听了宋芷的话,才恍然大悟过来,他们都被习惯性思维给禁锢住了,以为关口有重军镇守,自然关口那边他们是过不去的。
其实努尔哈真和鱼文山心里都非常清楚,只要随便派一点人过去,偷偷摸摸的翻过龙多山,很容易就可以越过关口。
“既然你觉得这种方法可行,那他们押送粮草的时候,有多少人?都带了些什么兵器?具体路线你知道吗?”
努尔哈真的一连串问题,都等待宋芷回答。
宋芷也早就知道罗尔哈赤会这样问,她心里早就做好了准备。
“我在边关呆了一个多月的时间,期间看见朝廷的官员,押送了两次粮草过来,他们不过几十人看守,手里拿的都是一些朴刀,看他们那个行头,也不过是做做样子而已,因为从朝廷到边关这条路上,根本没有什么强盗,所以不用担心被抢,久而久之,他们就觉得这条路上非常安全,我觉得你们可以从这个地方下手。”
努尔哈真
听了,用力拍了一下大腿:“这真是一个好主意,之前我们怎么都没有想到,”
又对鱼文山说,“你不是整天都在给本王出主意吗?既然你想到了这个办法,怎么不早点说出来?”

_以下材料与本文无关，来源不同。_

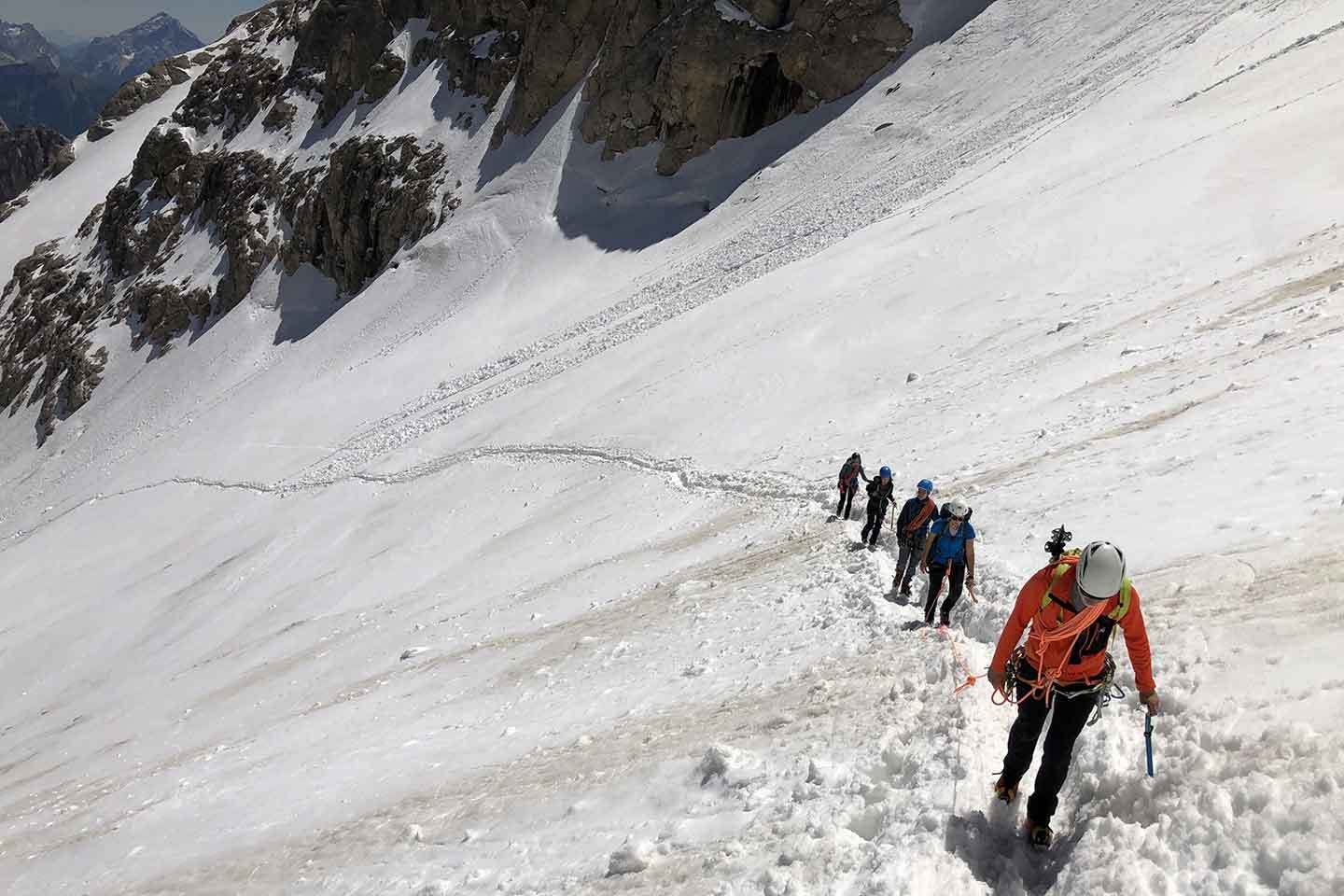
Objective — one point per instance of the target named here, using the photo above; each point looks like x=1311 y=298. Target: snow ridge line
x=1297 y=45
x=763 y=486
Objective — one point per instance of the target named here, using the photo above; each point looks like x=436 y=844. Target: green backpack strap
x=1127 y=596
x=1127 y=593
x=1060 y=571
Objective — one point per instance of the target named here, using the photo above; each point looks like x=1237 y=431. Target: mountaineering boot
x=1005 y=791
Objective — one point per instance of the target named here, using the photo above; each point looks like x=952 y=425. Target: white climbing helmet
x=1101 y=571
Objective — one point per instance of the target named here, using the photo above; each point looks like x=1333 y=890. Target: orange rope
x=961 y=664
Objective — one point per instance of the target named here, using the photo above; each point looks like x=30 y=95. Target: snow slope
x=513 y=574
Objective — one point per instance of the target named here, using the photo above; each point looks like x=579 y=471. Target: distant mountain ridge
x=115 y=60
x=24 y=43
x=43 y=85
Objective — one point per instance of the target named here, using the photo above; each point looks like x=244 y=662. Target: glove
x=998 y=679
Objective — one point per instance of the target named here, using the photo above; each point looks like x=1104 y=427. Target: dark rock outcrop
x=137 y=93
x=231 y=91
x=39 y=94
x=686 y=76
x=374 y=196
x=46 y=352
x=26 y=155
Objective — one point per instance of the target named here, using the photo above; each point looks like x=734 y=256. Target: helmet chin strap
x=1082 y=601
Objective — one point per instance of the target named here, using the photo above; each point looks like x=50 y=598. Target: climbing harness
x=1103 y=685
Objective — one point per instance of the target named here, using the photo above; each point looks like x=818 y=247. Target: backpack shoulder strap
x=1060 y=571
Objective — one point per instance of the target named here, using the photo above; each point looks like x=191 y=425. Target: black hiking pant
x=956 y=575
x=847 y=500
x=876 y=513
x=1069 y=719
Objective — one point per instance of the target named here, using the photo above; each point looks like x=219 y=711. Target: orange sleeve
x=1023 y=611
x=1136 y=642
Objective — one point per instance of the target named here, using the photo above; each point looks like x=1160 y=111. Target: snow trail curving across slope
x=513 y=575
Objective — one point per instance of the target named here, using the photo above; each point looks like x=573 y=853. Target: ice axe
x=1148 y=742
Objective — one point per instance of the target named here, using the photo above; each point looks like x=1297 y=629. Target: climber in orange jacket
x=1072 y=609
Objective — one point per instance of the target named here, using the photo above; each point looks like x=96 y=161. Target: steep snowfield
x=513 y=571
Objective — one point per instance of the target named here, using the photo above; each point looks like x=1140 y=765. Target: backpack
x=944 y=513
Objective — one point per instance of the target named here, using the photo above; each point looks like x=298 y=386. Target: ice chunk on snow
x=735 y=767
x=631 y=859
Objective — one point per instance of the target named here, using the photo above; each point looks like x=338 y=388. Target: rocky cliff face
x=691 y=74
x=24 y=155
x=680 y=73
x=39 y=94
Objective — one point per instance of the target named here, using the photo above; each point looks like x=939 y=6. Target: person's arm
x=1140 y=653
x=1023 y=611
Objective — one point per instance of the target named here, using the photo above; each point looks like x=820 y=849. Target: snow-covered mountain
x=24 y=43
x=112 y=61
x=421 y=424
x=45 y=86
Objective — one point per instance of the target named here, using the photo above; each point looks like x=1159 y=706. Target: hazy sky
x=94 y=18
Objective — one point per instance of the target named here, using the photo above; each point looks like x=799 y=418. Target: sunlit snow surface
x=573 y=458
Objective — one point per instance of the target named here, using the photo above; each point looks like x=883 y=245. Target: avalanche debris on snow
x=631 y=859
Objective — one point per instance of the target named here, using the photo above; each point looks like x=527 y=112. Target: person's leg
x=1023 y=735
x=1070 y=719
x=903 y=555
x=956 y=578
x=935 y=574
x=916 y=553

其实鱼文山哪里能想到呢?虽然表面上看似非常简单,但要往那方面想,并不是人人都可以想到的。
郦能修见宋芷的策略,跟自己之前造就的环境密切相关,心里也非常开心,自从用毒烟打了第一次败仗以来,一直没有在努尔哈真面前好好的表现过,这次机会终于来了。
于是乃拱手道:“大王,他们四五万兵马只要断粮一个月,他们就会被活活的饿死,况且周围都是光秃秃的,寸草不生,要不是以前的毒烟用的巧妙,这样的策略段不能实施。”
努尔哈真见郦能修说的非常有道理,便连连的点头:“看来这件事属你功不可没,要是我们攻破了边关,一定封你做一名士大夫,专门为本王研究各种毒烟,为以后进军中原打好基础。”
“是,属下一定鞠躬尽瘁!”
鱼文山见努尔哈真表扬郦能修,他也找准了机会,便说:“大王,我觉得这个策略好自然是非常好,但我觉得,毕竟活人不能被尿憋死,他们就算是没有了粮草,也会自己出去寻找的,我觉得在这个策略上,我们还应该……”
故意的咳嗽了一下,想要吊起他人的胃口。
“还应该怎样做,你直接
说就行了。”
努尔哈真对鱼文山说道。
“只要他们的粮草断了来源,我们就可以,整天派一小队人马过去骚扰他们,然后一大堆人马,在后面镇压着。就算是他们想出去找粮草,但是关外又有我们的虎视眈眈,所以他们顾此失彼,最后只会被活活的困死,我们岂不是不费一兵一卒就攻破了关口?”
努尔哈真听完,就哈哈大笑起来,走过去拍了拍鱼文山的肩:“没想到你的脑袋瓜子也不简单,好一个顾此失彼的计谋,他们两样都不可能去选,最后只能被困死。”
鱼文山见努尔哈真夸赞自己,也弯了弯腰回说:“这主要是大王对属下的信任,以后只愿为你鞍前马后。”
宋芷看不惯鱼文山阿谀奉承的样子,这种邪恶的方法,只有他那样子的小人才能想得出来。
努尔哈真又问宋芷:“在你的主意上再添加了这一条,你觉得我们军师说的有没有道理?”
宋芷笑了笑:“当然非常有道理,只要将薛慕承他们围困在那里,不出一个月的功夫,他们就会出来投降。”
鱼文山一听到对方“投降”
两个字,也不管这一次对方将俘虏还给他们的事情,直接对鱼文山说:“投降?我们才不会让他们投降,他们镇守在那里,挡了我们的道路,要我说,直接将他们赶尽杀绝,留他们一个全尸,也算是仁至义尽了。”
努尔哈真觉得对方投降考虑的实在
太远了,毕竟现在只是一个计划而已,具体要怎么实施,还得从长计议。